FileScopeMCP Solution Overview
FileScopeMCP is a Model Context Protocol (MCP) server designed to enhance AI model understanding of codebase structure and dependencies. This TypeScript-based tool analyzes your project, assigning importance scores to files based on their role and connections within the codebase. It tracks bidirectional dependencies across multiple languages like Python, JavaScript, and C++, enabling AI models to quickly identify critical files and their relationships.
Key features include generating Mermaid diagrams for visualizing file relationships, allowing developers to add custom summaries for files, and supporting multiple project configurations. FileScopeMCP seamlessly integrates with AI tools via the MCP, providing context-aware information to improve code understanding and generation. By offering insights into file importance and dependencies, FileScopeMCP empowers developers to navigate complex projects more efficiently and leverage AI assistance more effectively. The server stores all data in JSON format for persistence and easy access.
FileScopeMCP Key Capabilities
File Importance Analysis
FileScopeMCP analyzes a codebase to rank files based on their importance, assigning scores from 0 to 10. This ranking is determined by considering both incoming and outgoing dependencies, file type, location within the project structure, and file naming conventions. Files that are imported by many other files, located in key directories like src/
, or have names like index
or main
receive higher scores. This feature helps AI models quickly identify the most critical files in a project, enabling them to focus on the core logic and architecture.
For example, in a large React application, the App.tsx
file, which imports numerous components and modules, would likely receive a high importance score. Similarly, a utils.py
file in a Python project, containing commonly used functions, would also be ranked highly. This allows AI tools to prioritize these files when generating summaries, suggesting code improvements, or performing other code-related tasks. The importance calculation algorithm provides a nuanced understanding of each file's role, going beyond simple line counts or file sizes.
Dependency Tracking
FileScopeMCP meticulously tracks bidirectional dependencies between files, identifying which files import a given file (dependents) and which files are imported by that file (dependencies). It distinguishes between local and package dependencies and supports multiple languages, including Python, JavaScript, TypeScript, C/C++, Rust, Lua, and Zig. This feature provides AI models with a comprehensive understanding of the relationships between different parts of the codebase, enabling them to reason about code changes, identify potential conflicts, and suggest refactoring opportunities.

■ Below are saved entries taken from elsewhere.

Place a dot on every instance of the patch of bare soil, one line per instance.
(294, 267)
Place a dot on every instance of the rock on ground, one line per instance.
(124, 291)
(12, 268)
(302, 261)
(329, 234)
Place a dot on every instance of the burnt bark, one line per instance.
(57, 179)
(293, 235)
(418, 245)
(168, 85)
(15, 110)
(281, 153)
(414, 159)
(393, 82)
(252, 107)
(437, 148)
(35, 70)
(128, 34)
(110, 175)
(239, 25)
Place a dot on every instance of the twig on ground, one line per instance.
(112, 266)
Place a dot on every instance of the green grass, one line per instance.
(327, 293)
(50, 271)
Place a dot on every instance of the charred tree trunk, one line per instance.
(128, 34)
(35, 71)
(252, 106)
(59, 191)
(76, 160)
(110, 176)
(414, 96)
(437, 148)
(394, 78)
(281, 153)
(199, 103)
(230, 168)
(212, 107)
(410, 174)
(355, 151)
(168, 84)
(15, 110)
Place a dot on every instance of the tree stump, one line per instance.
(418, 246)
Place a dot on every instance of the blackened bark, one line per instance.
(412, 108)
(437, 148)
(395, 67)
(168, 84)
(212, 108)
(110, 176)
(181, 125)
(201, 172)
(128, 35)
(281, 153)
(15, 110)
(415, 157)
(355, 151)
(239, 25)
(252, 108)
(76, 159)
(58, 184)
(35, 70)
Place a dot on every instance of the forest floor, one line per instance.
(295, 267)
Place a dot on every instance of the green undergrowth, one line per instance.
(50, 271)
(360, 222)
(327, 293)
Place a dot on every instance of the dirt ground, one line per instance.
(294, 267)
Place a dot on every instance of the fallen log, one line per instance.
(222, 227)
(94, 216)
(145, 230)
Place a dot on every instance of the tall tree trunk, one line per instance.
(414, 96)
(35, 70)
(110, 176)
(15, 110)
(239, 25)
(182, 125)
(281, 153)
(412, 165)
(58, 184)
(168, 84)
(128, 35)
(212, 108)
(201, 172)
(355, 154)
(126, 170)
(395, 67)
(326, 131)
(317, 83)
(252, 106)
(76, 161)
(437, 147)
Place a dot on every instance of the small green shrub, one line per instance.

Consider a scenario where a developer modifies a function in a shared utility file. With dependency tracking, an AI model can quickly identify all files that depend on this utility file and assess the potential impact of the change. It can then generate a list of files that need to be tested or updated to ensure compatibility. This feature is particularly valuable in large, complex projects where understanding the ripple effects of code changes can be challenging. The tool uses static analysis of import statements and language-specific patterns to accurately map these relationships.
Visual Codebase Structure
FileScopeMCP generates Mermaid diagrams to visualize file relationships, using color-coding based on importance scores. It supports dependency graphs, directory trees, and hybrid views, outputting HTML with embedded rendering, a theme toggle, and responsive design. Diagrams can be customized by depth and importance. This feature allows developers and AI models to quickly grasp the overall structure of a codebase, identify key modules, and understand the relationships between different components.
For instance, a developer can use FileScopeMCP to generate a directory tree diagram of their project, highlighting the most important files in different colors. This visual representation can help them quickly identify areas of the codebase that require attention or refactoring. Similarly, an AI model can use the diagram to understand the project's architecture and generate more accurate and relevant code suggestions. The system uses a three-phase approach to generate valid Mermaid syntax, ensuring that all diagrams render correctly.
File Summaries
FileScopeMCP allows users to add human or AI-generated summaries to any file, storing these summaries for quick retrieval. These summaries persist across server restarts, providing a persistent knowledge base about the codebase. This feature enables AI models to quickly grasp the purpose of individual files, understand their role in the overall system, and generate more accurate and relevant code suggestions.
Imagine a scenario where a developer has added a summary to a complex algorithm implementation, explaining its purpose, inputs, and outputs. When an AI model encounters this file, it can retrieve the summary and use it to understand the algorithm's functionality without having to analyze the code itself. This can significantly speed up the code understanding process and improve the accuracy of AI-powered code analysis and generation tools. The summaries are stored in JSON format, making them easily accessible and modifiable.